Tesla’s November 16 introduction of both the new Tesla Semi and the Tesla Roadster managed to impress even observers used to the electric carmaker’s lofty ambitions. When they come to market, the Roadster will be the fastest-accelerating production car in the world, and the Semi will deliver more range, for a lower price, than almost anybody expected.
Those and other promises would be difficult or impossible to fulfill with batteries on the market today. At current battery prices, Bloomberg estimates the battery for a freight truck with 500 miles of range would cost more than $100,000, but Tesla estimates that the entire truck will only cost $180,000.
Similarly, the power and range Tesla is promising for the Roadster will take a battery more than twice as big as anything in a current Model X or Model S.
Tesla says the Semi will be able to suck up 400 miles worth of juice in 30 minutes, but that would mean charging more than 10 times faster than Tesla’s current best chargers.

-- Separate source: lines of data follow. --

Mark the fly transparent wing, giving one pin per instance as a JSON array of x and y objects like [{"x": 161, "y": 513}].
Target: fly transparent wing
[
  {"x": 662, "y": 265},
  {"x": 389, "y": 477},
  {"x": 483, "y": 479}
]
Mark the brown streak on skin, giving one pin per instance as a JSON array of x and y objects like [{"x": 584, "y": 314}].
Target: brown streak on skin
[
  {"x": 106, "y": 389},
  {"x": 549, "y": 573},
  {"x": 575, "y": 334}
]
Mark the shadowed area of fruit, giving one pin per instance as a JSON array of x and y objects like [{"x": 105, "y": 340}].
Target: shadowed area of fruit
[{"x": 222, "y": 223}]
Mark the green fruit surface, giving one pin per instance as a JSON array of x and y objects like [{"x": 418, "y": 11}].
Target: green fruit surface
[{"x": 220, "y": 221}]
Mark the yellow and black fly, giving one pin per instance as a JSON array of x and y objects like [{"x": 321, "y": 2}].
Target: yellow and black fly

The Semi isn’t set to hit the road until late 2019, and the new Roadster isn’t due until 2020. Battery prices and sizes have dropped dramatically in the last five years, and many projections have them dropping by another half by then. The same goes for power density, meaning that by the time the Roadster and Semi go into full-scale production, batteries may well be good enough to do what Elon Musk is promising. A Carnegie Mellon battery expert speaking to Jalopnik agreed that the Roadster’s performance benchmarks were at least theoretically plausible, though they might also require advances in tire technology.
Announcing products years before perfecting the technology needed to make them work is certainly an unorthodox approach. It’s unlikely to appease critics of Tesla’s rapid spending, who tend to see displays like the Roadster reveal as media stunts aimed at raising badly-needed cash.